Avec la 7ieme TNM le stade ganglionnaire des ADPpCCE p16 + était également plus faible comparé aux p16-, mais de façon non significative.
Conformément à la littérature les ADPpCCE p16 + avaient tendance à avoir moins d’ECE (4).
Les p16+ étaient plus souvent des hommes, conformément à la littérature (4).
Yasui et al étudiant une population de 109 patients retrouve qu’une adénopathie avec l’HPV étaient plus souvent kystique que solide ou nécrotique (33 versus 75%; OR, 6.2; 95% CI, 1.2– 45.7; p =0.03)(8) . Dans notre étude les ADPpCCE p16+ avaient plus d’ADP kystiques, mais ce résultat n’était pas significatif. En plus du faible effectif de notre cohorte cela peut être lié à un biais de description radiologique en fonction des opérateurs, et à la difficulté de différencier une petite adénopathie kystique de nécrotique.
Dans notre étude les p16+ avaient tendance à être plus âgés. Les résultats de la littérature sont variables à ce sujet .Selon l’étude rétrospective mono centrique de Kevin Motz et al étudiant 84 patients avec une ADPpCCE dont 79 patients avaient bénéficié de la recherche de HPV (par immunohistochimie (p16) ou hybridation in situ (ADN HPV)) : 90% étaient HPV+, il s’agissait majoritairement d’hommes 91% (p=0,005), jeunes avec une moyenne d’âge de 56,1 ans (p=0,002), comparé aux HPV-.
Le biais principal de cette étude concerne l’analyse des caractéristiques démographiques des patients : elle est réalisée avant que les patients bénéficient d’une amygdalectomie, biopsies ou résection des amygdales basilinguales. Hors 59,3% des primitifs ont été retrouvés, majoritairement dans l’oropharynx (56,3%) donc nous ne savons pas si les caractéristiques cliniques décrites correspondent à des ADPpCCE sans primitif ou à des carcinomes oropharyngés révélés par une ADPpC.
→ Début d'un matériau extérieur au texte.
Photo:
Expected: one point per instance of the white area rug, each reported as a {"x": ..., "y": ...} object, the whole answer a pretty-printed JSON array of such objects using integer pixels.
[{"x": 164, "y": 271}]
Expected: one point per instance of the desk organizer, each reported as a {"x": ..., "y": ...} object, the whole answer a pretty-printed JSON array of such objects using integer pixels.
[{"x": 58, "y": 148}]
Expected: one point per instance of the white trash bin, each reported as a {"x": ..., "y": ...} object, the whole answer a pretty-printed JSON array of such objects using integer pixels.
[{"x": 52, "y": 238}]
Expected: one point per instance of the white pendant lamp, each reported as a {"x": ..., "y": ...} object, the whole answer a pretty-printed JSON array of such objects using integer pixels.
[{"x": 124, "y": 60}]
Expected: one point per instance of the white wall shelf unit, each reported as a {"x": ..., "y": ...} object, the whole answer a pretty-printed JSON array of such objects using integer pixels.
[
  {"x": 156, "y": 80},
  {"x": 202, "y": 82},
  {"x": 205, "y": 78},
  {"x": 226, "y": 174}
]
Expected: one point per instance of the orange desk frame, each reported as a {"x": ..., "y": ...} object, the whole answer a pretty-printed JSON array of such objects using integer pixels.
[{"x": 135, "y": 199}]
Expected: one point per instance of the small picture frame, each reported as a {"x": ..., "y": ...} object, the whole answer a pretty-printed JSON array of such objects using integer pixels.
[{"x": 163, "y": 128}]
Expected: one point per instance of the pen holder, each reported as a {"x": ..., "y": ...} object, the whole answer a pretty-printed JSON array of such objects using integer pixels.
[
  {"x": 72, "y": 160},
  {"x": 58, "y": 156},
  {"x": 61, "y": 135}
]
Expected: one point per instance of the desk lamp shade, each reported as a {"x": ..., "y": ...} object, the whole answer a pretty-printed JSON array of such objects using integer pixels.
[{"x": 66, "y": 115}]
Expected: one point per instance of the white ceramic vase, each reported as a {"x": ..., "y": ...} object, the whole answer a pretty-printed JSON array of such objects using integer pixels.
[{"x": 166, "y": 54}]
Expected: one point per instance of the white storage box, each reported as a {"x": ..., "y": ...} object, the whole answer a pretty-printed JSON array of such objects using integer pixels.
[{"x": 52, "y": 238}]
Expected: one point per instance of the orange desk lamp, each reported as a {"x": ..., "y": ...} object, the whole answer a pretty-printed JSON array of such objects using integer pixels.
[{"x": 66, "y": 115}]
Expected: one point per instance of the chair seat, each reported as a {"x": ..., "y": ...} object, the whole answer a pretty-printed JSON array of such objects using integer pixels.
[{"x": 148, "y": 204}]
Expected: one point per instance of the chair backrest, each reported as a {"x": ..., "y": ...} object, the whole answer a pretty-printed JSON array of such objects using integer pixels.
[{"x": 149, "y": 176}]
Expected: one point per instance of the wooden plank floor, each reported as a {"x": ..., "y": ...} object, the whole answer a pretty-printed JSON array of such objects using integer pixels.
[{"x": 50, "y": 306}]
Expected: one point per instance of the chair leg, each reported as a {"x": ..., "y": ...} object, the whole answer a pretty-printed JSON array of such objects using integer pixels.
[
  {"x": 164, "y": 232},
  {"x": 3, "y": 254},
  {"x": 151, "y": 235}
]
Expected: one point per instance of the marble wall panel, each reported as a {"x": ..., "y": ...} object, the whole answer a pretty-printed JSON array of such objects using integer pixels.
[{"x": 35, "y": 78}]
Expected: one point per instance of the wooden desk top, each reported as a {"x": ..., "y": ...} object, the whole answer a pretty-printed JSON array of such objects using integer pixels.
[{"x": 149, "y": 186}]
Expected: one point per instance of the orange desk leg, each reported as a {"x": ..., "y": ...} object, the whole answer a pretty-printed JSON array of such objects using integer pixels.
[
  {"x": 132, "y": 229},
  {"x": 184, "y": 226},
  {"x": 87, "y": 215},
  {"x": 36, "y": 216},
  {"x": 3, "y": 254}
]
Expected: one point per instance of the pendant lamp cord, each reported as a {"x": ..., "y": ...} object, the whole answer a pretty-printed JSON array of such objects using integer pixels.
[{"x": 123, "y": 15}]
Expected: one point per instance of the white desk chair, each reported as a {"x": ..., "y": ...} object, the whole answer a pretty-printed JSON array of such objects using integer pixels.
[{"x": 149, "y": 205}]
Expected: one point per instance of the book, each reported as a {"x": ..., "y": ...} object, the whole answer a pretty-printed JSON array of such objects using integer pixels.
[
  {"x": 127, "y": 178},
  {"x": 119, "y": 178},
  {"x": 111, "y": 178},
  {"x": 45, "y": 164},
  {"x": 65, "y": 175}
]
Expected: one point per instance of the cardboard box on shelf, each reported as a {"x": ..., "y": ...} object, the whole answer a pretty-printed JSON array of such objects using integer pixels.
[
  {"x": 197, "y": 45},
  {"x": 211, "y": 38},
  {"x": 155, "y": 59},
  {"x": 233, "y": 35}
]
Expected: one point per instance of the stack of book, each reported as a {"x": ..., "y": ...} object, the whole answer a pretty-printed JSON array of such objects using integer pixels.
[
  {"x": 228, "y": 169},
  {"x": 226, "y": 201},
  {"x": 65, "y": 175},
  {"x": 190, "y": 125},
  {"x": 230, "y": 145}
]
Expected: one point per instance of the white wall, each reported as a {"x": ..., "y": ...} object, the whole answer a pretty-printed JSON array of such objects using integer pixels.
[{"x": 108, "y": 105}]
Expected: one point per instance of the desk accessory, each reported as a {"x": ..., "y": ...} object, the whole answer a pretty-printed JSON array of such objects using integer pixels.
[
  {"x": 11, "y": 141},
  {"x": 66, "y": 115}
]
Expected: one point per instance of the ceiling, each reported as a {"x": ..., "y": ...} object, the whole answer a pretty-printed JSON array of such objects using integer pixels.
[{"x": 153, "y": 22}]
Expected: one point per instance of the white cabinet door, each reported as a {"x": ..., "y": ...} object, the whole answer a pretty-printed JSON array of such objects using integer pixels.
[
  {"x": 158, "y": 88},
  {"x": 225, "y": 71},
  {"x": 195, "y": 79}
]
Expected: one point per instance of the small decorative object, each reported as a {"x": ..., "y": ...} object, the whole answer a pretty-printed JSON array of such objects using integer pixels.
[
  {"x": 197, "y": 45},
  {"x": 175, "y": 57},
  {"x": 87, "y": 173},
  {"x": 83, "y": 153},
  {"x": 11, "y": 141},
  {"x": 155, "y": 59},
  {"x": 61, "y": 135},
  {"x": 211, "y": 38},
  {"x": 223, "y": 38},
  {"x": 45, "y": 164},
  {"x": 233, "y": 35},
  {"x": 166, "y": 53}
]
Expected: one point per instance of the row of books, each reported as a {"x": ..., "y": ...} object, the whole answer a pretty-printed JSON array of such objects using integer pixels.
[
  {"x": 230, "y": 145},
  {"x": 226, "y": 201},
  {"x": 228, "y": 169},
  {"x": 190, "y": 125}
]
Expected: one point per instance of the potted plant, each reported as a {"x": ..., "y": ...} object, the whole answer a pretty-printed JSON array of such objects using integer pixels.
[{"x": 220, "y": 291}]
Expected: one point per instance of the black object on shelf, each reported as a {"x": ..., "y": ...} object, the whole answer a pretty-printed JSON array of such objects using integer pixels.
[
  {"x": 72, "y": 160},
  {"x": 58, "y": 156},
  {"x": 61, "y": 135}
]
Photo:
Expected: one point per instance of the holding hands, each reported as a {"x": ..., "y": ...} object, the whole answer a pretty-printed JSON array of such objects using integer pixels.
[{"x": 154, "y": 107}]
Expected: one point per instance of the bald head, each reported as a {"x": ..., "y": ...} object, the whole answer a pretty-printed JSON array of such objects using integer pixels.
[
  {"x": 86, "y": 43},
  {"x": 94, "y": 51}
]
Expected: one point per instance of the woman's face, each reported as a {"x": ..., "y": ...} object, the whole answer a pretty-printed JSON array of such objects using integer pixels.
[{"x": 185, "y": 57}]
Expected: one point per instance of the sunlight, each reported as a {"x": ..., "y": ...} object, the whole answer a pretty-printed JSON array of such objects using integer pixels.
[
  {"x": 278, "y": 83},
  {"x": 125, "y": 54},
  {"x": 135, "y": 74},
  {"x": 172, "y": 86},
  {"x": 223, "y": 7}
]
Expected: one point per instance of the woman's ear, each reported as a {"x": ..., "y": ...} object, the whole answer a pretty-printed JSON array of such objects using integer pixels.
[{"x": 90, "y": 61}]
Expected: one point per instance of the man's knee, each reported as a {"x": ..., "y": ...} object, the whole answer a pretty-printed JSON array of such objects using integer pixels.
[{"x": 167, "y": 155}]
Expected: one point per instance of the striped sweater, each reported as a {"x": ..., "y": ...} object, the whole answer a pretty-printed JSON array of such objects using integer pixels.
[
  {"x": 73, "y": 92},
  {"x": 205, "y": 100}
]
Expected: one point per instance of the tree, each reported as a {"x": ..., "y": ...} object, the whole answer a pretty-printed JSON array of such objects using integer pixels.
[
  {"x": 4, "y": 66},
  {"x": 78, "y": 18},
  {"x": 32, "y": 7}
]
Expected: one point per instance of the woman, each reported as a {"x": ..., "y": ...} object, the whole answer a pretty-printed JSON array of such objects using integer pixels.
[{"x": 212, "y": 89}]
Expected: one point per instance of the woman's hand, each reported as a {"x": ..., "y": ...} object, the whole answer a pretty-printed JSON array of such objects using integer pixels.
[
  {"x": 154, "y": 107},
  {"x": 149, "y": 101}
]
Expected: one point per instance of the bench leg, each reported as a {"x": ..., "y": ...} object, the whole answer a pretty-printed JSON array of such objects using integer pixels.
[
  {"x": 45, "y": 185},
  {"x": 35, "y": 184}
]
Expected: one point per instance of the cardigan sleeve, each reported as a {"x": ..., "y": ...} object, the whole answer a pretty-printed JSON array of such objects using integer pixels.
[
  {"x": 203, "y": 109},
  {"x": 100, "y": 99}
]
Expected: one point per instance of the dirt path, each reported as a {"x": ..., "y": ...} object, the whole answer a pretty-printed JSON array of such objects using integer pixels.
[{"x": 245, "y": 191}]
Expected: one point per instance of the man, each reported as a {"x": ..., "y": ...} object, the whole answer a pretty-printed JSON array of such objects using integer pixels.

L’article de C.Fakhry et al rapporte que dans la population générale des Etats Unis la prévalence de l’infection à l’HPV dans la muqueuse orale est de 10% pour les hommes et de 4% pour les femmes. Les pics de d’âges où la prévalence est la plus forte seraient de 30–34 ans et (7.3%) et 60–64 ans (11.4%), sans que la cause soit connue.
Dans notre étude les p16 + consommaient moins d’alcool et étaient moins fumeurs. Cette tendance est également retrouvée chez les patients avec un cancer de l’oropharynx p16+ (9). Il existe peu de données épidémiologiques concernant strictement les patients avec une ADPpCCE, la majorité des articles dressent le profil de patients avec une ADPpCCE révélant une tumeur ultérieurement grâce aux biopsies ou amygdalectomies réalisées.
Dans notre étude, seuls 25% des patients avec une ADPpCCE p16+ n’avaient jamais fumé dans leur vie ce qui pourrait constituer un biais éventuel pour leur pronostic spécifique lié à l’HPV.